Sections of 4 μm formalin-fixed, paraffin-embedded colon tissue was cut for immunohistochemistry. Following deparaffinization in xylene, the tissue sections were hydrated using graded ethanol (100, 95 and 70%). The sections were subsequently washed three times in deionized H2O for 1 min at room temperature, prior to being incubated in 3% hydrogen peroxide for 10 min, in order to block the endogenous peroxidase activity. Each section was then sequentially washed with phosphate-buffered saline (PBS) for 5 min prior to being blocked with 5% horse serum (Gibco-Brl, Gaithersburg, MD, USA). The sections were then incubated overnight at 4°C with 1:100 dilution of primary rabbit anti-TLR4 antibody (cat. no. sc-16240; Santa Cruz Biotechnology, Inc., Santa Cruz, CA, USA). Following 3–5 min washes with PBS, the sections were treated with biotin-conjugated goat anti-rabbit secondary antibody for 2 h at 37°C. The sections were then treated with an avidin biotin enzyme reagent (Wuhan Boster Biological Technology, Ltd.) for 30 min, prior to being washed three times with PBS. The sections were subsequently stained with DAB and DAB enhancer, prior to staining with hematoxylin for 5 sec. Dehydration was performed using ethanol and xylene. Finally, the sections were covered with a glass coverslip and observed under an Olympus IX71 microscope.

Western blot analysis

The colon tissue samples were harvested from the BALB/c mice of each group, prior to being frozen and stored at −80°C until further use. The colon tissue samples were homogenized in ice-cold radioimmunoprecipitation lysing buffer (Sigma-Aldrich) and were centrifuged at 12,000 × g for 15 min at 4°C. The supernatant was subsequently collected in order to examine protein expression levels using western blot analysis. Protein concentrations were determined using a bicinchoninic acid protein assay reagent kit (Pierce Biotechnology, Inc., Rockford, IL USA). Equal amounts of supernatant protein (40 μg) were separated by 10% SDS-PAGE, and transferred to PVDF membranes.
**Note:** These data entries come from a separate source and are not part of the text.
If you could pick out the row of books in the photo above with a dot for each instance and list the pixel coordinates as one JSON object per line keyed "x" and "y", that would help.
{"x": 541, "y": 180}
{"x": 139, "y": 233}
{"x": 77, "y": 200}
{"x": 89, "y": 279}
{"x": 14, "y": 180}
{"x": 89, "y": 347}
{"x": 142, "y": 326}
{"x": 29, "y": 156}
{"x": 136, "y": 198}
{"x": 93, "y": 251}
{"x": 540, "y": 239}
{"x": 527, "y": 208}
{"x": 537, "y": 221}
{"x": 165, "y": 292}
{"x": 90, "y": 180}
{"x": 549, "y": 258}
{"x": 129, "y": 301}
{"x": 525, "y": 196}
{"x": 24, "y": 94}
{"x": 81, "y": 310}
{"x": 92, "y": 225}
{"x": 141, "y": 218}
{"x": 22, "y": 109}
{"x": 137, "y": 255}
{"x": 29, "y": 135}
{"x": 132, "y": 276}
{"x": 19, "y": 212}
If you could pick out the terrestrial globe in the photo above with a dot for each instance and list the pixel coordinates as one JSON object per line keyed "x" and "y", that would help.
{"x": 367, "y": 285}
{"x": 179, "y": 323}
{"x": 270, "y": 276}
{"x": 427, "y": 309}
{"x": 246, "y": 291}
The membranes were blocked with 5% skimmed dry milk in tris-buffered saline with 0.05% Tween® 20 for 1 h, and were then co-incubated overnight at 4°C with the following primary antibodies IL-1β (1:1,000; cat. no. sc-7884), IL-6 (1:1,000; cat. no. sc-1265), IL-8 (1:1,000; cat. no. sc-8427), IL-10 (1:1,000; cat. no. sc-1783), TNF-α (1:500; cat. no. sc-65440), TLR-4 (1:500; cat. no. BA1717), Phospho-NF-kB p65 (1:500), total NF-kB p65 (1:500) and β-actin (1:400; cat. no. BM0005). The membranes were subsequently washed with PBS supplemented with 0.05% Tween® 20 and incubated for 2 h at room temperature with horseradish peroxidase-bound secondary antibodies (1:1,000; Santa Cruz Biotechnology, Inc.). β-actin was used as a loading control. Finally, the proteins were visualized using ECL reagents, and the intensity of the immunoreactive bands was quantified and normalized to the respective β-actin content using Image Pro Plus (IPP) software (Media Cybernetics, Inc., Rockville, MD, USA).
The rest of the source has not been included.